Convolution — SciPy Filters for QGIS

Convolve

class scipy_filters.algs.scipy_convolve_algorithm.SciPyConvolveAlgorithm[source]

Convolve raster with given kernel. Calculated with convolve from scipy.ndimage.

Note

No data cells within the filter radius are filled with 0.

Dimension Calculate for each band separately (2D) or use all bands as a 3D datacube and perform filter in 3D.

Note

bands will be the first axis of the datacube.

Kernel String representation of array. Must have 2 dimensions if dimension is set to 2D. Should have 3 dimensions if dimension is set to 3D, but a 2D array is also excepted (a new axis is added as first axis and the result is the same as calculating each band seperately).

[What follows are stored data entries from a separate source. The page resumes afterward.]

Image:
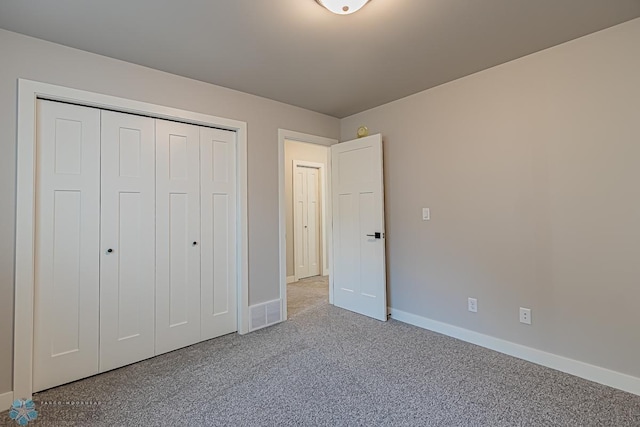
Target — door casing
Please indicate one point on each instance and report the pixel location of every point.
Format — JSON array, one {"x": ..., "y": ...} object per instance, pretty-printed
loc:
[{"x": 284, "y": 134}]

Normalization Normalize the kernel by dividing through given value; set to 0 to devide through the sum of the absolute values of the kernel.

Origin Shift the origin (hotspot) of the kernel.

Border mode determines how input is extended around the edges: Reflect (input is extended by reflecting at the edge), Constant (fill around the edges with a constant value), Nearest (extend by replicating the nearest pixel), Mirror (extend by reflecting about the center of last pixel), Wrap (extend by wrapping around to the opposite edge).

Dtype Data type of output. Beware of clipping and potential overflow errors if min/max of output does not fit. Default is Float32.

Correlate

class scipy_filters.algs.scipy_convolve_algorithm.SciPyCorrelateAlgorithm[source]

Correlate raster with given kernel. Calculated with correlate from scipy.ndimage.

Note

No data cells within the filter radius are filled with 0.

Dimension Calculate for each band separately (2D) or use all bands as a 3D datacube and perform filter in 3D.

Note

bands will be the first axis of the datacube.

Kernel String representation of array. Must have 2 dimensions if dimension is set to 2D. Should have 3 dimensions if dimension is set to 3D, but a 2D array is also excepted (a new axis is added as first axis and the result is the same as calculating each band seperately).

Normalization Normalize the kernel by dividing through given value; set to 0 to devide through the sum of the absolute values of the kernel.

Origin Shift the origin (hotspot) of the kernel.

Border mode determines how input is extended around the edges: Reflect (input is extended by reflecting at the edge), Constant (fill around the edges with a constant value), Nearest (extend by replicating the nearest pixel), Mirror (extend by reflecting about the center of last pixel), Wrap (extend by wrapping around to the opposite edge).

Dtype Data type of output. Beware of clipping and potential overflow errors if min/max of output does not fit. Default is Float32.

FFT Convolve

class scipy_filters.algs.scipy_fourier_algorithm.SciPyFFTConvolveAlgorithm[source]

Convolve raster band(s) with custom kernel using FFT.

This is faster for large kernels. Both, raster band(s) and kernel are transformed into the frequency domain with fast fourier transform (FFT), the results are multiplied and the product is converted back using FFT.

Calculated using fftconvolve from scipy.signal.

Note

No data cells within the filter radius are filled with 0.

Kernel String representation of array. Must have 2 dimensions if dimension is set to 2D. Should have 3 dimensions if dimension is set to 3D, but a 2D array is also excepted (a new axis is added as first axis and the result is the same as calculating each band seperately). Normalization Normalize the kernel by dividing through given value; set to 0 to devide through the sum of the absolute values of the kernel.

Dtype Data type of output. Beware of clipping and potential overflow errors if min/max of output does not fit. Default is Float32.

FFT Correlate

class scipy_filters.algs.scipy_fourier_algorithm.SciPyFFTCorrelateAlgorithm[source]

Correlate raster band(s) with custom kernel using FFT

This is faster for large kernels. Both, raster band(s) and kernel are transformed into the frequency domain with fast fourier transform (FFT), the results are multiplied and the product is converted back using FFT.

Calculated using correlate from scipy.signal. using method “fft”.

Note

No data cells within the filter radius are filled with 0.

Kernel String representation of array. Must have 2 dimensions if dimension is set to 2D. Should have 3 dimensions if dimension is set to 3D, but a 2D array is also excepted (a new axis is added as first axis and the result is the same as calculating each band seperately).

Normalization Normalize the kernel by dividing through given value; set to 0 to devide through the sum of the absolute values of the kernel.

Dtype Data type of output. Beware of clipping and potential overflow errors if min/max of output does not fit. Default is Float32.